Spy Kids 2: The Island of Lost Dreams Review

by Harvey S. Karten (harveycritic AT cs DOT com)
August 2nd, 2002

SPY KIDS 2: THE ISLAND OF LOST DREAMS

Rating out of 4 stars: 2.5
Reviewed by Harvey Karten
Dimension Films
Director:Robert Rodriguez
Writer: Robert Rodriguez
Cast: Antonio Banderas, Carla Gugino, Alexa Vega, Daryl
Sabara, Steve Buscemi, Mike Judge
Screened at: AMC, NYC, 8/1/02

    If you have $100,000 of discretional income lying around and you love to travel, would you use it to finance a ticket to the moon–a journey now being advertised in sections for sophisticated travelers? Here is another option. You could spend less that traveling to the Island of Lost Dreams which, contrary to its name would be quite an adventurous place to be. As shown in Robert Rodriguez's sequel to "Spy Kids," now called not surprisingly "Spy Kids 2," a quartet of prodigious young folks have gone to this place ahead of their parents; in fact, they want to prove that they can solve some mysteries without the help of their elders and find, Hollywood style, that despite the technology at their command, good, old-fashioned closeness to your roots is preferable even to cell phones.

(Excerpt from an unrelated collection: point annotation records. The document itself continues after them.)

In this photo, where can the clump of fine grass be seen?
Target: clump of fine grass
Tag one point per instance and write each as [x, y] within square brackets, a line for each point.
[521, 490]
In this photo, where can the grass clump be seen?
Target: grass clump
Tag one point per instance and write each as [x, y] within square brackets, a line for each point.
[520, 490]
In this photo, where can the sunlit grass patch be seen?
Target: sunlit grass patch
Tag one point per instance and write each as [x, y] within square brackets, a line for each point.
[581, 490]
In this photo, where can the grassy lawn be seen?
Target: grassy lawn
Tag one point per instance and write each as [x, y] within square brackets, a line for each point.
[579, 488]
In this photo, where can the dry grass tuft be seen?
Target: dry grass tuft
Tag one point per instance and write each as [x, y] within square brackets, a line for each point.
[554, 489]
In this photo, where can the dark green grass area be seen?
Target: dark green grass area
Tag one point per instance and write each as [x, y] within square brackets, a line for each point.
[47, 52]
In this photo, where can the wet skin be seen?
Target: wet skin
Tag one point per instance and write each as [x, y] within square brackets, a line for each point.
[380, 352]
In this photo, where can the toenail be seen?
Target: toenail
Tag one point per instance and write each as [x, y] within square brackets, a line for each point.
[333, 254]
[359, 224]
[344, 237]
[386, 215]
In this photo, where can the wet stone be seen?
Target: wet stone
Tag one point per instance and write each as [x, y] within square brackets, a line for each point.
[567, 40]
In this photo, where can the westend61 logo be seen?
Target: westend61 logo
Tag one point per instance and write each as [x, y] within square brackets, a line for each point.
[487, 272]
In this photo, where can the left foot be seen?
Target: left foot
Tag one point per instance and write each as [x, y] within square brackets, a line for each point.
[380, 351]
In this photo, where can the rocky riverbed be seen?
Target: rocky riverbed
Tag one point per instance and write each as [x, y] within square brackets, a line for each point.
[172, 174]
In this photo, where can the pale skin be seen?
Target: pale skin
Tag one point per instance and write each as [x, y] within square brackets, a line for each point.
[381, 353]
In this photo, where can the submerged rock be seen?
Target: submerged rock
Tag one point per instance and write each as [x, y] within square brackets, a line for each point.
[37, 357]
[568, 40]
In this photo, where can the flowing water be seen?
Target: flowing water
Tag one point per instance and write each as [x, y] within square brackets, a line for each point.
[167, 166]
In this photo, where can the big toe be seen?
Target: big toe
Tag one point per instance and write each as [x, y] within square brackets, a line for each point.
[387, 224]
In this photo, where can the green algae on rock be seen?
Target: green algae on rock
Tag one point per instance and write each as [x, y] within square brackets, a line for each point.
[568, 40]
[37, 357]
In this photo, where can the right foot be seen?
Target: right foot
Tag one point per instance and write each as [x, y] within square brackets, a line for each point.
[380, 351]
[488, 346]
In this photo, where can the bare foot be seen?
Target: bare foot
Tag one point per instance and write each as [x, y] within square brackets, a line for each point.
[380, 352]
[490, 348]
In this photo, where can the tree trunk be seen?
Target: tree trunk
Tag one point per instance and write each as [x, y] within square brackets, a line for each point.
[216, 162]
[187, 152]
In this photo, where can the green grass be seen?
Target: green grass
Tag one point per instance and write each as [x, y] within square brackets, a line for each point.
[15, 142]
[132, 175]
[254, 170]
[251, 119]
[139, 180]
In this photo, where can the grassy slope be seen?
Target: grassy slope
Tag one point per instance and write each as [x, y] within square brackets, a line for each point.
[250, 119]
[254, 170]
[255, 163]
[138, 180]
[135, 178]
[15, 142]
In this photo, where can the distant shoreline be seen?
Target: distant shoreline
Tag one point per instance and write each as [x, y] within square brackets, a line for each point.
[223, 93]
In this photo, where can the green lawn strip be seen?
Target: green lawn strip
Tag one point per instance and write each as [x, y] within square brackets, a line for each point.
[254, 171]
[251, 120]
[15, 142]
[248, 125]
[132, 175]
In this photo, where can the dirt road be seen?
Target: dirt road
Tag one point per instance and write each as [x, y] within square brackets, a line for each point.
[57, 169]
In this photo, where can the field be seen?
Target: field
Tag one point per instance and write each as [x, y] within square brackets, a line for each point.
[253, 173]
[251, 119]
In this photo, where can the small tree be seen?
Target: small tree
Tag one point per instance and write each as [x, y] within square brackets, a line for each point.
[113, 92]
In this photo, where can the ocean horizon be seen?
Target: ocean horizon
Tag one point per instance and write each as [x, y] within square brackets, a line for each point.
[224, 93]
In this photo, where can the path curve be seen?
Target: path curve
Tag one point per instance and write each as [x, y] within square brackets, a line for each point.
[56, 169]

    These kids have access to quite a few more gadgets than the ubiquitous cell phones, however, and why wouldn't they? A picture that cost Dimension Films some $37 million to produce features an array of technology that just about any gadget-crazed American could love, making the movie presumably accessible to those over the age of thirty who are taken by their small fry to this event. While the kids in the audience are bound to be exited by all the cartoonist behavior they see on the big screen, there isn't much in Rodriguez's script to draw in the older people. Like the first feature a flimsy tale, this one will be considered a by-the-numbers follow-up by those who have reached the age of maturity, but who cares? "Spy Kids 2" stars a 13-year-old girl and her nine-year-old brother and those are about the limits of the targeted audience.
    The story opens on a madman's theme park created by Dinky Winks (Bill Paxton), who treats the U.S. President's spunky daughter to a ride on the kind of vomitorium that used to be found in Coney Island's Steeplechase Park. Apparently the young lass (Taylor Momsen) has pilfered a gadget that the Unabomber would love; a circular contraption with which the world's electricity could be shut down with the touch of a button. Rouge OSS director Donnagon (Mike Judge), whose children are Gary and Gerti Giggles (Matt O'Leary & Emily Osment), opts to retrieve the circular thing in the title island and use it to take over the world. But he hadn't counted on the expertise and enthusiasm of young Carmen Cortez (Alexa Vega) and her kid brother Juni (Daryl Sabara) or on their parents Gregorio (Antonio Banderas) and Ingrid (Carla Gugino). Nor had he imagined fighting off the cloned creatures produced by mad scientist Romero (Steve Buscemi), who oddly does not steal the show.

    The movie contains a few obvious in-law jokes, with Gregorio horrified by the sight of his mom-in-law (Holland Taylor) and the kids' granddaddy (Ricardo Montalban). In the end they all get together and realize the importance of family, but not before writer-director-producer Rodriguez, who made his first movie for $7,000, proves that he can't top "El Mariachi" despite the expense of Hover-Shoes (which enable the young spies to fly), Watches (which, Bond-style, can do everything but tell time), R.A.L.P.H (a tiny robot which is improvement over the spiders in "Minority Report"), and a Dragon Spy Ship which can do everything the other gadgets cannot.

    The technology used by the spies and villains up the James Bond ante by some exponent or other, at least that of "From Russia With Love," but absent the charm and wit and Pierce Brosnan, this one is strictly for the kiddies. And for them the pic is recommended.